Este caso tem as mesmas características dos anteriores, mas traz algo ainda
mais interessante: muitas pessoas, percebendo a tragicidade do acontecimento
criaram uma rede de solidariedade em apoio a Fran – o #ForçaFran.
Mas
essa rede gerou um movimento contrário de muitas pessoas que, mesmo sem terem
visto o vídeo, faziam brincadeiras com o caso em suas fotos pelas redes
sociais, completamente insensíveis ao sofrimento que isso causaria acreditando,
ou se tratar de meramente uma brincadeira inocente ou que a Fran, como no caso
de todas as outras garotas que tiveram ou têm vídeos ou fotos divulgadas,
mereceria isso, pois ela própria era culpada disso.
Mas
não era.

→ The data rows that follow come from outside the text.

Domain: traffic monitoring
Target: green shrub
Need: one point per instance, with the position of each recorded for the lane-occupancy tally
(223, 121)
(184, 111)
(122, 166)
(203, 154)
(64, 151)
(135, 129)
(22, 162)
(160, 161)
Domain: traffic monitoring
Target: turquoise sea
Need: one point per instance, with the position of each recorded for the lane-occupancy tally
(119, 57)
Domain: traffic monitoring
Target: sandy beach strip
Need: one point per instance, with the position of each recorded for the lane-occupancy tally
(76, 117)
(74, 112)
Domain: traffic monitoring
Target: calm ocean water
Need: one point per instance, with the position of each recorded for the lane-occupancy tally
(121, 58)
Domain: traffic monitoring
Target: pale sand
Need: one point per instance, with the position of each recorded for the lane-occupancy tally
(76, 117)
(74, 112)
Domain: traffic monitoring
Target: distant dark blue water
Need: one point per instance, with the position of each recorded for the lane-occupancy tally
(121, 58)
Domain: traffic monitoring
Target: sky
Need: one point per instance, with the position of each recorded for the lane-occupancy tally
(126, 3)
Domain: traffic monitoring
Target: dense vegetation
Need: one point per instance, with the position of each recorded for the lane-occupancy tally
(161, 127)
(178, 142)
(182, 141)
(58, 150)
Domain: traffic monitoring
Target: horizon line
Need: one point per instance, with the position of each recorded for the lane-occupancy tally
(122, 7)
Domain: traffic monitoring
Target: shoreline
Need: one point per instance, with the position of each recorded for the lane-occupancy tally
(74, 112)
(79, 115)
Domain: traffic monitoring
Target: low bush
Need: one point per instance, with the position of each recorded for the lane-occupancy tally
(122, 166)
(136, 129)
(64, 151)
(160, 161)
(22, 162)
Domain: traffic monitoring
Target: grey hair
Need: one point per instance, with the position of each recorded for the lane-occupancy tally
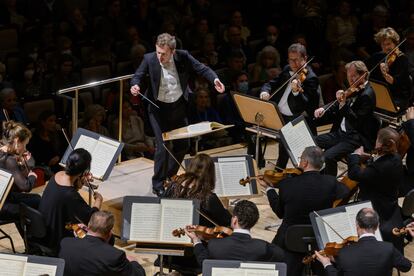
(314, 155)
(165, 39)
(297, 48)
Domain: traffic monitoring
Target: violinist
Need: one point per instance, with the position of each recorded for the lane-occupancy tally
(199, 182)
(300, 195)
(13, 158)
(353, 116)
(367, 256)
(296, 97)
(240, 245)
(380, 180)
(394, 69)
(61, 203)
(93, 255)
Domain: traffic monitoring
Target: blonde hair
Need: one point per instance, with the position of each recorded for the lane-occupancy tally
(12, 130)
(360, 67)
(387, 33)
(165, 39)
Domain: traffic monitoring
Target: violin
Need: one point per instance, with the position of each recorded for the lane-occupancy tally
(273, 177)
(204, 232)
(78, 231)
(400, 231)
(331, 249)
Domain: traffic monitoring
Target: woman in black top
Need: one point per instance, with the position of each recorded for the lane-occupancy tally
(12, 152)
(199, 182)
(61, 203)
(380, 180)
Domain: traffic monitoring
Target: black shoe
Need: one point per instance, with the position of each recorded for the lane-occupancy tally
(158, 192)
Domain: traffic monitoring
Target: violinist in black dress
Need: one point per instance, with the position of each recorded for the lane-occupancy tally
(353, 116)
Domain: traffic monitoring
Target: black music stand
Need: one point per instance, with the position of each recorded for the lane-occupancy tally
(301, 239)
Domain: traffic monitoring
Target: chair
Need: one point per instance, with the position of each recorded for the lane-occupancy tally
(301, 239)
(34, 230)
(5, 235)
(35, 108)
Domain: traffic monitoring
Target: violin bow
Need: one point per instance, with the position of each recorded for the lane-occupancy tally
(324, 221)
(206, 217)
(72, 148)
(292, 77)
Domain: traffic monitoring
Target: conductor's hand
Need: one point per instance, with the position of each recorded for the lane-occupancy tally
(410, 113)
(135, 90)
(318, 112)
(340, 97)
(217, 84)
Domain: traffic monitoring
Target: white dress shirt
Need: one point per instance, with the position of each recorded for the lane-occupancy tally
(170, 88)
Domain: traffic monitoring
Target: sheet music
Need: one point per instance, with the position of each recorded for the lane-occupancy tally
(34, 269)
(219, 184)
(4, 181)
(231, 171)
(353, 210)
(220, 271)
(12, 265)
(175, 214)
(145, 222)
(339, 222)
(86, 142)
(102, 156)
(297, 138)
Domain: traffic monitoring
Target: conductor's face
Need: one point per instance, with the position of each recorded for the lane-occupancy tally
(164, 54)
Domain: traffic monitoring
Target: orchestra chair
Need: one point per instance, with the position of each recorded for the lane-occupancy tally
(301, 238)
(5, 235)
(34, 230)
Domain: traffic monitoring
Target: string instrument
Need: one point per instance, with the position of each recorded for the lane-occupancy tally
(204, 232)
(78, 231)
(401, 231)
(300, 70)
(331, 249)
(273, 177)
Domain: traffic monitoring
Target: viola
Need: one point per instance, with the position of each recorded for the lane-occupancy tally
(273, 177)
(78, 231)
(204, 232)
(331, 249)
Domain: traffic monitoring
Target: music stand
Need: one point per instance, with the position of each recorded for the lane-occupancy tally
(385, 105)
(301, 238)
(264, 115)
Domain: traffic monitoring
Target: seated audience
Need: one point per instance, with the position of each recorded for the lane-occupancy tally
(93, 255)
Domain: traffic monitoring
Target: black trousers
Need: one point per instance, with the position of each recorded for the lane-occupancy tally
(168, 117)
(337, 145)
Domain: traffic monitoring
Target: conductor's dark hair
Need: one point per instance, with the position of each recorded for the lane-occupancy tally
(78, 162)
(247, 213)
(367, 219)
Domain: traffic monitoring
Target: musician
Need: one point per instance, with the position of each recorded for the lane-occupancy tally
(61, 203)
(355, 124)
(300, 195)
(367, 256)
(92, 255)
(394, 70)
(294, 98)
(380, 180)
(169, 71)
(240, 245)
(13, 156)
(199, 182)
(408, 127)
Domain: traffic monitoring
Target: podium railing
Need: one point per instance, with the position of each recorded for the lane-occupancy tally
(75, 99)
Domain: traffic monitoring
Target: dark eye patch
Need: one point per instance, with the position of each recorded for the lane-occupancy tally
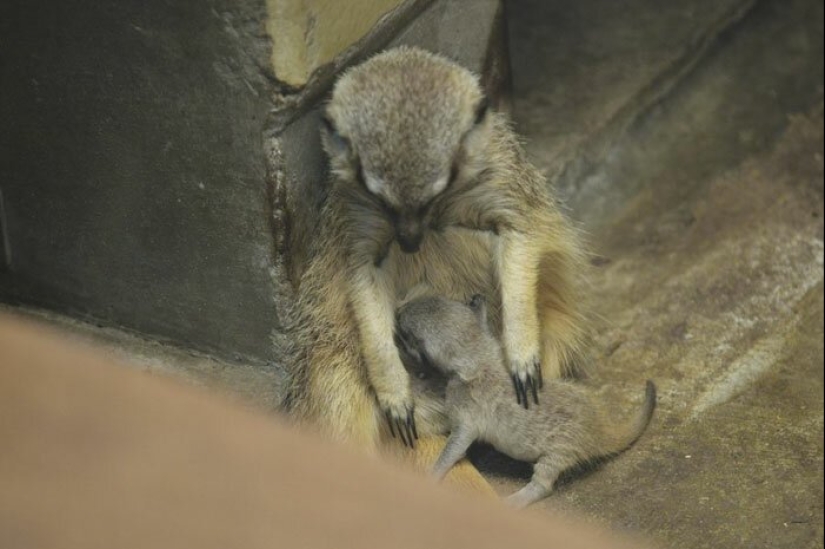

Da mesma forma que no suicídio de Giane e Júlia Rebeca, mais uma vez
essas pessoas foram responsáveis por destruir a vida de uma pessoa que, como
milhares de outras pessoas, acreditavam que estavam seguras fazendo fotos ou
vídeos de sua vida íntima.
Não
são essas mesmas pessoas aquelas que estragam anos de algumas pessoas com um bulling excessivo, que pode gerar
infelicidade, transtornos para o resto da vida, o suicídio e até mesmo servir como estopim em casos como os jovens atiradores norte-americanos que entram nas
escolas para matar seus colegas? Aparentemente, em nome da diversão, da
curiosidade (não podemos dizer “maldade”, porque possivelmente essas pessoas
não acreditam que são más), do julgamento impensado, da inconsequência, pessoas
não parecem se importar muito em acabar com a vida de outras pessoas.